In Chicago, our chronology reaches the 1950s, as the city was at its peak. Since the 1960s, the industries of the Northeast started downsizing, due to automation and outsourcing. Crime-driven emigration to the suburbs made the city centers decline.
America's center of gravity for population and industry moved on to the southwest, with especially California as the new land of opportunity, together with the Pacific Northwest, the Southwest and Texas. Minneapolis/St. Paul, St Louis, Kansas City, Milwaukee and Denver are some other important industrial cities in middle America. Historically, the iron ore for all that steel came primarily from Northeastern Minnesota, and a considerable amount of ore is still shipped out of Duluth and adjacent Superior.

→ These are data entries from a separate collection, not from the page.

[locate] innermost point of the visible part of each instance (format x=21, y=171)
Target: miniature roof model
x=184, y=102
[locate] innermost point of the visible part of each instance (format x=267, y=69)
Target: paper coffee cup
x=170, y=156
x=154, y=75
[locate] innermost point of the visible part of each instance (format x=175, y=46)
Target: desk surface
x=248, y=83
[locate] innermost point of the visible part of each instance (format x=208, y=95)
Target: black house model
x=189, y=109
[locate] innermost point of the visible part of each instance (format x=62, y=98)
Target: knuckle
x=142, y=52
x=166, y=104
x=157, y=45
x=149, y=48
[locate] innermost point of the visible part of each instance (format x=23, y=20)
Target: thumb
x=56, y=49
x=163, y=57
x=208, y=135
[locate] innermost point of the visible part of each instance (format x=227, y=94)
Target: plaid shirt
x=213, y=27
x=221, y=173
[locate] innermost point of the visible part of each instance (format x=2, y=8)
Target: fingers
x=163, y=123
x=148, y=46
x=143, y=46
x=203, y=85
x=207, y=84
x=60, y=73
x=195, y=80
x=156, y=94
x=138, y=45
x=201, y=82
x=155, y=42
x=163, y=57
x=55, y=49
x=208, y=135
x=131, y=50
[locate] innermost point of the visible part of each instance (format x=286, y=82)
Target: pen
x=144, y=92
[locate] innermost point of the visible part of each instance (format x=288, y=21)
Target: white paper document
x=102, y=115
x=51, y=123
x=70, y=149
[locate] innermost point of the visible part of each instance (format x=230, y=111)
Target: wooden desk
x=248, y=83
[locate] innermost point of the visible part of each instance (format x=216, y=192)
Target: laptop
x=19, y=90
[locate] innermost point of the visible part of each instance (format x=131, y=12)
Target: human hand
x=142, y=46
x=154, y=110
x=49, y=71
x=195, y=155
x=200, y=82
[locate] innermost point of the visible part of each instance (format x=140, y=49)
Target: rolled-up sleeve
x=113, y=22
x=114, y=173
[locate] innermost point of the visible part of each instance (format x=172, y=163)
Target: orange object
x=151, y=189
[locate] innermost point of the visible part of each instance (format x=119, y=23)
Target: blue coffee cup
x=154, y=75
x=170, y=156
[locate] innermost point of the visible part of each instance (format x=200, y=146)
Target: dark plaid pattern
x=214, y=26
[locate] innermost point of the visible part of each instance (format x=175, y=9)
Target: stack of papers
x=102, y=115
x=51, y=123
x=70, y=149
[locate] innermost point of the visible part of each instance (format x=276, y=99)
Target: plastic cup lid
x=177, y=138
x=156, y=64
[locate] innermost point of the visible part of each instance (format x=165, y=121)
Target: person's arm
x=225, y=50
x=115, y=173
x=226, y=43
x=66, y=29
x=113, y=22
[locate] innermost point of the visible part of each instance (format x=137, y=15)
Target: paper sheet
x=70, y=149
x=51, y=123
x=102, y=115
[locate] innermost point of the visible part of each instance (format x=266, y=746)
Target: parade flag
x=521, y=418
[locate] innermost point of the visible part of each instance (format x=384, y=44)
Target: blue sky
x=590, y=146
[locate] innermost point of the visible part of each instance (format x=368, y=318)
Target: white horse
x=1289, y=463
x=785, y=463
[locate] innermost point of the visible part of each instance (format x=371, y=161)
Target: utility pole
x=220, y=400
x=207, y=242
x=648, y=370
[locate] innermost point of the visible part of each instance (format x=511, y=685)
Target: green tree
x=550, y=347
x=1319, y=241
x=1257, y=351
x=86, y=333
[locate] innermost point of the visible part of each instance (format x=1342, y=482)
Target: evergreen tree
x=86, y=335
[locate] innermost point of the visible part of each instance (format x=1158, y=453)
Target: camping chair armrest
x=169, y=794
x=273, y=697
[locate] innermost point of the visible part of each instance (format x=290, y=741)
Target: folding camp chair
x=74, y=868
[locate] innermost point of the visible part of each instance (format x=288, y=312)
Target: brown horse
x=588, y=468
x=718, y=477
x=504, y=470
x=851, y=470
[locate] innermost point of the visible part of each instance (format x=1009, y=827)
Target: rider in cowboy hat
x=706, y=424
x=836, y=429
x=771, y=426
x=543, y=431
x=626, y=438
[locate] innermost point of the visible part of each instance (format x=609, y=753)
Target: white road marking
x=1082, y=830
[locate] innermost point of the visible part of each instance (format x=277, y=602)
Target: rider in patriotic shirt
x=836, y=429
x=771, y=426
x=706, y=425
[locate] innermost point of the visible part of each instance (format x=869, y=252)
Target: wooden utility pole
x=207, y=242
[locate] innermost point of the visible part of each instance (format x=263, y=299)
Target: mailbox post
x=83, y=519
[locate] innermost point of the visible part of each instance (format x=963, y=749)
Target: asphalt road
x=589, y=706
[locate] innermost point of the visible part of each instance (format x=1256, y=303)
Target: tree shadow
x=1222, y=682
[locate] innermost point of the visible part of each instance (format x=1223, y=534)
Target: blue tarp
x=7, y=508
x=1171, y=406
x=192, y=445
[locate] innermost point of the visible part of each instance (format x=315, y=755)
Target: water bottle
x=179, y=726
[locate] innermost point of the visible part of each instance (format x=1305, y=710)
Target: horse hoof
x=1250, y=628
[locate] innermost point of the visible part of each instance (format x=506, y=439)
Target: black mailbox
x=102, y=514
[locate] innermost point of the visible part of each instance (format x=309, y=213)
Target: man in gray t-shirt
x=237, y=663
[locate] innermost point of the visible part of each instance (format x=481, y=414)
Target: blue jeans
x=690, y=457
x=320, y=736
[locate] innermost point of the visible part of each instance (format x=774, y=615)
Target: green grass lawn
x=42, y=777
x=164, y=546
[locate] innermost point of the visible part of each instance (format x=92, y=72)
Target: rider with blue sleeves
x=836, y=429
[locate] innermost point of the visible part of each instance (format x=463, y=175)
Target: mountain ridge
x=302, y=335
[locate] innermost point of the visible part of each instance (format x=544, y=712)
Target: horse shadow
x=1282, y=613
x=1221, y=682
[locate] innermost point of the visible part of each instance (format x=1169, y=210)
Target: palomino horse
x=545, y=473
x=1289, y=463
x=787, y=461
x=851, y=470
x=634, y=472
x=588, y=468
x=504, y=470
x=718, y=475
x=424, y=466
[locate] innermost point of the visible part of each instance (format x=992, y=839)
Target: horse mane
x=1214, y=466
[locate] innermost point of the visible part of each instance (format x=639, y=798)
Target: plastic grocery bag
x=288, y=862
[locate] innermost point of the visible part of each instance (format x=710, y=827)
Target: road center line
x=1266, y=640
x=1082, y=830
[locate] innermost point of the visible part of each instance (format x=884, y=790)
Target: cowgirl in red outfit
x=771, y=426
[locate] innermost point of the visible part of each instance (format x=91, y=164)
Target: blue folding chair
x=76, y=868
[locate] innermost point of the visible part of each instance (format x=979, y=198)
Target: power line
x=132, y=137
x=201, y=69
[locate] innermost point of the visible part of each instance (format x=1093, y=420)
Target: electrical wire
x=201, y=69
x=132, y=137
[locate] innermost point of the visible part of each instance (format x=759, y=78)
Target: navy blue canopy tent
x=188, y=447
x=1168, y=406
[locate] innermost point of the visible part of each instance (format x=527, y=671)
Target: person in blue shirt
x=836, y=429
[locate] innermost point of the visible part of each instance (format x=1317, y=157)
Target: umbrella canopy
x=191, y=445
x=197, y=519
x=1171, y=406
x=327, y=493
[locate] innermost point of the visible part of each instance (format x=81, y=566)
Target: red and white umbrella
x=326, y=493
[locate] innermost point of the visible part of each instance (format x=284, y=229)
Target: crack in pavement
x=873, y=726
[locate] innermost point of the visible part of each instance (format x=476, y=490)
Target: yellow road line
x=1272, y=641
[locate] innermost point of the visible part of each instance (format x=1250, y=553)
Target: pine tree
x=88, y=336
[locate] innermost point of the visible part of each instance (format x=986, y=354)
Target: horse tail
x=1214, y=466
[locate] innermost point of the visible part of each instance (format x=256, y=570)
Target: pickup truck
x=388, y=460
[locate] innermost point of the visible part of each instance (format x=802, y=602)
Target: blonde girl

The whole region has numerous active mines and exhibits of its industrial past. Before the advent of the Interstate Highway System there were just a few highways and railroads across the Rocky Mountains, and only the elite could afford air travel. Some of the classical routes are still available today:
- Empire Builder has run from Chicago to Seattle since 1929.
- California Zephyr, a streamliner train service opened in 1949 across scenic terrain, to the San Francisco Bay Area.
- Lincoln Highway (1913-1930), the first transcontinental highway, reaches San Francisco. These named auto trails predated the 1926 US Highway System.
- Route 66 (1926-1985) was the legendary highway that connected Chicago to Los Angeles. It was replaced, piece-by-piece, by the Interstate system (established in 1956) with the last segment bypassed near Williams (Arizona) in 1984.